H. Medical Care/Treatment
The elements of a pretrial detainee's medical care claim against an individual defendant under the due process clause of the Fourteenth Amendment are: (i) the defendant made an intentional decision with respect to the conditions under which the plaintiff was confined; (ii) those conditions put the plaintiff at substantial risk of suffering serious harm; (iii) the defendant did not take reasonable available measures to abate that risk, even though a reasonable official in the circumstances would have appreciated the high degree of risk involved—making the consequences of the defendant's conduct obvious; and (iv) by not taking such measures, the defendant caused the plaintiff's injuries. Gordon v. Cty. of Orange, 888 F.3d 1118, 1125 (9th Cir. 2018).
Here, Plaintiff's allegations regarding the denial of unspecified medical treatment are insufficient to state a cognizable claim. In Claim III, Plaintiff alleges that he had requested mental health care for a PREA incident presumably related to alleged sexual harassment. However, there is no indication that Plaintiff suffered injuries attributable to some unspecified denial of mental health care or that any individual defendant made an intentional decision that put Plaintiff at substantial risk for suffering any harm.
In Claim IV, Plaintiff alleges that some unspecified medical requests were ignored by unknown persons and he repeats his claims about PREA kites being ignored. Plaintiff's generalized and conclusory statements are not sufficient to state a cognizable claim for denial of medical care. There is nothing to suggest that any individual defendant made an intentional decision that put Plaintiff at substantial risk for suffering any harm or that Plaintiff suffered any injuries relative to this claim.
VI. Conclusion
For the reasons discussed, the Court finds that Plaintiff has failed to state a cognizable claim for relief.
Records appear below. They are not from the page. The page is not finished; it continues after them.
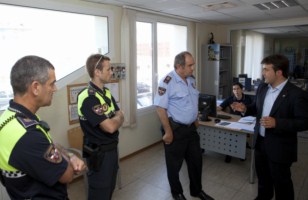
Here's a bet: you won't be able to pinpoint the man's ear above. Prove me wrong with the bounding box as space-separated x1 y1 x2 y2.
30 81 41 96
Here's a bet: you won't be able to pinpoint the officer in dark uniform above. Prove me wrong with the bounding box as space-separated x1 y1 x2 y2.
0 56 85 200
78 54 124 200
154 52 213 200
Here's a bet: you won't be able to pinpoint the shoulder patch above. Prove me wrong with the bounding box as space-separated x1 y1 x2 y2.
92 103 108 115
44 144 62 163
158 87 166 96
88 87 96 95
16 116 39 128
164 76 172 84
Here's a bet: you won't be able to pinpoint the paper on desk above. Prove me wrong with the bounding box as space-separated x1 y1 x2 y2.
238 116 256 123
216 121 255 132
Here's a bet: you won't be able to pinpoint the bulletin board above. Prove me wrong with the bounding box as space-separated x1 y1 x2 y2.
67 83 88 125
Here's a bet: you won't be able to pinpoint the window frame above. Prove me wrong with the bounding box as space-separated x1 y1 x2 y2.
135 13 194 115
0 0 115 111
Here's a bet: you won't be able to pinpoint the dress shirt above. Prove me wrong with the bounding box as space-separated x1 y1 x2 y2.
154 70 199 125
260 80 288 137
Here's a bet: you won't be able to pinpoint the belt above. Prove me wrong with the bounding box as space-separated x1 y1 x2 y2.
169 117 195 129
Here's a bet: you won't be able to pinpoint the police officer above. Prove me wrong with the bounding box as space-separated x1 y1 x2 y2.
217 82 252 163
217 82 252 115
78 54 124 200
0 56 85 200
154 51 213 200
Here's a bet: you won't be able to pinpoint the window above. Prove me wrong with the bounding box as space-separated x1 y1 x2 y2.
0 4 109 110
136 22 153 109
136 22 187 109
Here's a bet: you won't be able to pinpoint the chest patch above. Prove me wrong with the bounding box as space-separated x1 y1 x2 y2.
158 87 166 96
44 144 62 163
92 103 108 115
164 76 172 84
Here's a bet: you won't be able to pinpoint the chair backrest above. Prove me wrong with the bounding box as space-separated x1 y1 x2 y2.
67 126 83 150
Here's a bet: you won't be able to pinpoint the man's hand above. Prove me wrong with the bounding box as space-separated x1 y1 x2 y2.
69 154 87 174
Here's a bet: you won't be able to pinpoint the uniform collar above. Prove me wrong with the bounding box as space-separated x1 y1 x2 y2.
89 81 105 95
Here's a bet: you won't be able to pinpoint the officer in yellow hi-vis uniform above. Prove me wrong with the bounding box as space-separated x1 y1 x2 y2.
78 54 124 200
0 56 85 200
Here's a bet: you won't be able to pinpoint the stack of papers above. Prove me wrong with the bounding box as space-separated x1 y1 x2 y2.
238 116 256 124
216 116 256 133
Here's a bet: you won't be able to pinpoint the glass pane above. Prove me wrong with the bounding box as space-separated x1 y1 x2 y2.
136 22 153 108
157 23 187 81
0 4 108 110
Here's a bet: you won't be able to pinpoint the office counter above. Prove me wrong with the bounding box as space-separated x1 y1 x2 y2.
198 113 255 183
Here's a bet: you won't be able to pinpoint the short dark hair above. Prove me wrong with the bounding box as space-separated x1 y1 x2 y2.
261 54 289 78
86 54 110 78
10 56 55 95
174 51 192 69
232 82 244 89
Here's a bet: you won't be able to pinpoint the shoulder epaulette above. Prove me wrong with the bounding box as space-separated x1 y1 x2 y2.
104 87 110 91
164 75 172 84
16 115 39 128
88 87 96 95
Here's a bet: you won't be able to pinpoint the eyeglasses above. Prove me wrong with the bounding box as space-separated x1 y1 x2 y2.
95 55 104 69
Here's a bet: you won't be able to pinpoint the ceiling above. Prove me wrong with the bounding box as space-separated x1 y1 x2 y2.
83 0 308 37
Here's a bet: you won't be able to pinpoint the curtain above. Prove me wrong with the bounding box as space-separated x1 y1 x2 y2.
244 31 264 80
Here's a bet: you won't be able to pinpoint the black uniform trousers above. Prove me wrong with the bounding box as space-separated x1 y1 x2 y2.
255 136 294 200
164 124 202 196
87 148 119 200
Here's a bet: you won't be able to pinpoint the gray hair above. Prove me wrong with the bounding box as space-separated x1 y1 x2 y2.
11 56 55 95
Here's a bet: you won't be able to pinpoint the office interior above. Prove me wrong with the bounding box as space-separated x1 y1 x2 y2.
0 0 308 199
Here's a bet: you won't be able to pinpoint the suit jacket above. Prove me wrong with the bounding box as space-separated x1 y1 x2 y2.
245 81 308 163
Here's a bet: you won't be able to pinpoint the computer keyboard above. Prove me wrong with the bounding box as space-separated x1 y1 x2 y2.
216 114 231 119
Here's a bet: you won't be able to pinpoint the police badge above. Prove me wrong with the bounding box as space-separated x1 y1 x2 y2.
44 144 62 163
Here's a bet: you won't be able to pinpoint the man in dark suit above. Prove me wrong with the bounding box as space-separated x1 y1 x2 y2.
232 55 308 200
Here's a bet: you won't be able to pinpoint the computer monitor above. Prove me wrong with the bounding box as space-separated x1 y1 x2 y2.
198 94 217 121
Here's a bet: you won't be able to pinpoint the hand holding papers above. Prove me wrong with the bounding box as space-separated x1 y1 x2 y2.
238 116 256 124
216 116 256 133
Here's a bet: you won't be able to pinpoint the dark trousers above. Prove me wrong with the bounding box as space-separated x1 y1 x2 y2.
164 125 202 196
255 136 294 200
88 148 119 200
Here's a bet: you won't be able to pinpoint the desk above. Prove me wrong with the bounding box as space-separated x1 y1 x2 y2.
198 113 255 183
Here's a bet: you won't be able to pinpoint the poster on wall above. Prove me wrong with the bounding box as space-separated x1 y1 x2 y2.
208 44 219 61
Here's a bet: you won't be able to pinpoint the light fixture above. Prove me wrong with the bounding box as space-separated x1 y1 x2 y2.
253 0 298 10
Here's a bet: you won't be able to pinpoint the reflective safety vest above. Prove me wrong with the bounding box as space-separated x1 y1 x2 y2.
0 110 52 172
78 87 115 120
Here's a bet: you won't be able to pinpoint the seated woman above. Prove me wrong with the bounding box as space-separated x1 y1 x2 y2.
217 82 252 163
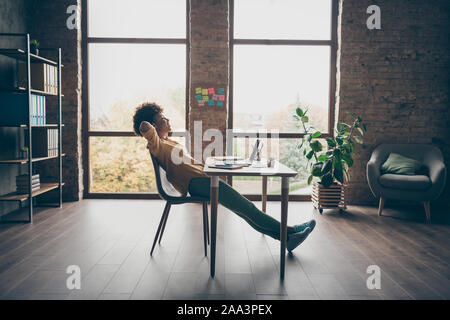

Despite being provided with the relevant legal standards, Plaintiff has been unable to cure the deficiencies in his complaint. Further leave to amend is not warranted. Lopez v. Smith, 203 F.3d 1122, 1130 (9th Cir. 2000).
Accordingly, the Court HEREBY DIRECTS the Clerk of the Court to randomly assign a district judge to this action.
Furthermore, for the reasons stated above, IT IS HEREBY RECOMMENDED that this action be dismissed for Plaintiff's failure to state a claim upon which relief may be granted.
These Findings and Recommendation will be submitted to the United States District Judge assigned to the case, pursuant to the provisions of Title 28 U.S.C. § 636(b)(1). Within fourteen (14) days after being served with these Findings and Recommendation, Plaintiff may file written objections with the Court. The document should be captioned "Objections to Magistrate Judge's Findings and Recommendation." Plaintiff is advised that failure to file objections within the /// /// specified time may result in the waiver of the "right to challenge the magistrate's factual findings" on appeal. Wilkerson v. Wheeler, 772 F.3d 834, 839 (9th Cir. 2014) (citing Baxter v. Sullivan, 923 F.2d 1391, 1394 (9th Cir. 1991)). IT IS SO ORDERED.